Malicious NFTs Hiding in Plain Sight
Earlier this month, Taiwanese singer-songwriter and producer, Jay Chou had his Bored Ape and other NFTs swept away in an NFT heist. This motivated Check Point Research (CPR) to unearth similar threats hiding in plain sight. Fortunately, the team discovered the malicious NFTs on Rarible.com before it could be exploited. Such threats are worse than phishing attacks as users usually lower their guard on trusted marketplaces such as Rarible.com.
According to CPR, the NFT has an EIP-721 token standard, which provides basic functionality to track and transfer NFTs. However, this standard also has a function called ‘setApprovalForAll’, where 3rd parties like Rarible.com and OpenSea can control digital assets on behalf of the users. As users typically do not read the details when they sign a transaction, they could have easily signed away all their assets to the hacker.
Official Response by Rarible.com
After the event, the Rarible team released an official statement. It mentions that the identified vulnerability does not directly affect Rarible.com users, their wallets and their data. Instead, the vulnerability only affects users if they deliberately leave Rarible.com for a third-party resource with malicious content, and consciously sign suggested transactions with their wallets. Simply clicking the link is not enough, the exploit requires user interaction and confirmation for transactions.
Since then, the team has been working closely with multiple cyber security teams including ChainSecurity.
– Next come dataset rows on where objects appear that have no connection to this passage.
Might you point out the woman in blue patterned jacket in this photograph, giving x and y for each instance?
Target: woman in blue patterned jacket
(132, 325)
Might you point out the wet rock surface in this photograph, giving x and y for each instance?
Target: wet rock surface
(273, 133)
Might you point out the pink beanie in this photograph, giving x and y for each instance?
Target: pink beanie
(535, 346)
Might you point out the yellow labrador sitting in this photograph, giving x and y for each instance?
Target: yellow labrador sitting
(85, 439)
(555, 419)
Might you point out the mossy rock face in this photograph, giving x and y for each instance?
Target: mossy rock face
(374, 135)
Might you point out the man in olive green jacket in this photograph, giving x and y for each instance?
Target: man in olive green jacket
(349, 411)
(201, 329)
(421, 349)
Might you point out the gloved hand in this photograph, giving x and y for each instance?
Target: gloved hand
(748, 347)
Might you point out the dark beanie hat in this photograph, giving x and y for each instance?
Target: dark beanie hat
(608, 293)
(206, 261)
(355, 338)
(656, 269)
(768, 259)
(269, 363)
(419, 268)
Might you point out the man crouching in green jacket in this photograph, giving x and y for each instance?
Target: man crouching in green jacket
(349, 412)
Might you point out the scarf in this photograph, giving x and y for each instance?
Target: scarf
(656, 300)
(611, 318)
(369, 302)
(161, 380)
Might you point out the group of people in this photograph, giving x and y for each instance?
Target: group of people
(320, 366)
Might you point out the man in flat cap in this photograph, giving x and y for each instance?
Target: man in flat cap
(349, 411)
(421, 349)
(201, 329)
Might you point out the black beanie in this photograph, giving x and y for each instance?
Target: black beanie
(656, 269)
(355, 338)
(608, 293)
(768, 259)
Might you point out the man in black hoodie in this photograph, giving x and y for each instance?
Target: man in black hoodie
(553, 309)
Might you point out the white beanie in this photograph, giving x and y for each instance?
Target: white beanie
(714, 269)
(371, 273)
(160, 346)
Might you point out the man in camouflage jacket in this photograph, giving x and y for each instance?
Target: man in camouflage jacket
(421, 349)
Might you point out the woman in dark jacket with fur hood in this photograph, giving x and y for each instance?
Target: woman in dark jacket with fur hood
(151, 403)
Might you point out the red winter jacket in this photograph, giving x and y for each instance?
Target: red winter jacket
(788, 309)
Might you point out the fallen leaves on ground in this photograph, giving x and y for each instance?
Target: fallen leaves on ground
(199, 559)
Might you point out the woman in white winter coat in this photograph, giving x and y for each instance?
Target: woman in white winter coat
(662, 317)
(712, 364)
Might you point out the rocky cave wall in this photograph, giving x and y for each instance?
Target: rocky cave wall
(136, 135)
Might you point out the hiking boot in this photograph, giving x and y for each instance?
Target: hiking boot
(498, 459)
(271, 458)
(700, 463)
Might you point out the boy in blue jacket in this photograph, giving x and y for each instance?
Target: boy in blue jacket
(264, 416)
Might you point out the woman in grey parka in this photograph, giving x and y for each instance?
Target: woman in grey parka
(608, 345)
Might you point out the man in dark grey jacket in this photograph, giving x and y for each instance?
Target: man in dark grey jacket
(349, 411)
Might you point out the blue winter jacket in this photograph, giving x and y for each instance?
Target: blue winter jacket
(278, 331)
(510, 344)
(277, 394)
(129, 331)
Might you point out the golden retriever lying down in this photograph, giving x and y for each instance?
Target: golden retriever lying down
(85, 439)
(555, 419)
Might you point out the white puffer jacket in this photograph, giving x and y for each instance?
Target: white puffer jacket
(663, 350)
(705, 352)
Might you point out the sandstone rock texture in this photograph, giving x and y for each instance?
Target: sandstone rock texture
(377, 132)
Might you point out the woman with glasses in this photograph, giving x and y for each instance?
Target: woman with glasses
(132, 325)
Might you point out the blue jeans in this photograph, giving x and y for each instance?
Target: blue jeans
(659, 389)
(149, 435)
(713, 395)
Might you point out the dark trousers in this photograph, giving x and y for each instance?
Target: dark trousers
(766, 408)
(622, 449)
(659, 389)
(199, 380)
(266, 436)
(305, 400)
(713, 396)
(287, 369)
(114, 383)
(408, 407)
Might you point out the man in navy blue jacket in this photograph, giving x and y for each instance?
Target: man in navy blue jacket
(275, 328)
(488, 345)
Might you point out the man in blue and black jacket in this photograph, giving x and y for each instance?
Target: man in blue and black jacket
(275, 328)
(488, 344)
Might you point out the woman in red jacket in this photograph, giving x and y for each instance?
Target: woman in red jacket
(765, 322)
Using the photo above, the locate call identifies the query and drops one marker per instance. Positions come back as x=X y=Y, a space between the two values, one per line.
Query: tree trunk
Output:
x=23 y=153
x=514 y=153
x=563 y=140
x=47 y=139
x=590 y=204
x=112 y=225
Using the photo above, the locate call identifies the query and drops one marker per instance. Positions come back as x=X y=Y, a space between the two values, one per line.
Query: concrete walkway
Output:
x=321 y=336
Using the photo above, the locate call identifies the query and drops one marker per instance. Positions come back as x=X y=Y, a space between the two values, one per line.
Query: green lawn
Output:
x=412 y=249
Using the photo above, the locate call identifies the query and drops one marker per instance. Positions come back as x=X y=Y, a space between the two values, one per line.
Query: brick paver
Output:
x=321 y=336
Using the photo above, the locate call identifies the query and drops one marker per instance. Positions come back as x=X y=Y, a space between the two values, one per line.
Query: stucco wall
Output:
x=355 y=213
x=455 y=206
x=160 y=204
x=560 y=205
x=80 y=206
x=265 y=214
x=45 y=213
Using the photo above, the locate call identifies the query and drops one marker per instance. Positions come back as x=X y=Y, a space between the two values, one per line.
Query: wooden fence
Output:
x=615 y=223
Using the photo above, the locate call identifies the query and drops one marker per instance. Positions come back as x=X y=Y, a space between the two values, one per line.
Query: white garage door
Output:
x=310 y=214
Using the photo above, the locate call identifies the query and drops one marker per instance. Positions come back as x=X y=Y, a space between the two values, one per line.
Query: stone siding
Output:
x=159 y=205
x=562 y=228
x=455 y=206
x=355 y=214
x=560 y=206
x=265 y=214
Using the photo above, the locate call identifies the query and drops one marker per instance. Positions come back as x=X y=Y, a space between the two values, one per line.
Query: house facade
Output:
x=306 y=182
This is to proactively ensure a safe experience for their community.
Check Point Research Safety Tips
CPR is a research team that provides leading cyber threat intelligence to their clients and the crypto community in general. In essence, they collect and analyze global cyber attack data stored on ThreatCloud. CPR will continue to discover new cyber threats and develop the threat intelligence community to protect the entire industry.
After this recent discovery, the company strongly recommends the following precautions. Firstly, users should always be careful and aware whenever they receive requests to sign any links. This applies to any marketplace and crypto exchanges. Before signing anything, users need to review the request and determine if it can potentially be malicious.
It can be tempting to quickly sign a request when you’re in the middle of a gas war. Nevertheless, users should reject a request if there is the slightest bit of suspicion, and only accept after adequate examination. Lastly, the Ethereum Token Approval facility allows users to review and revoke any past token approvals to secure the accounts.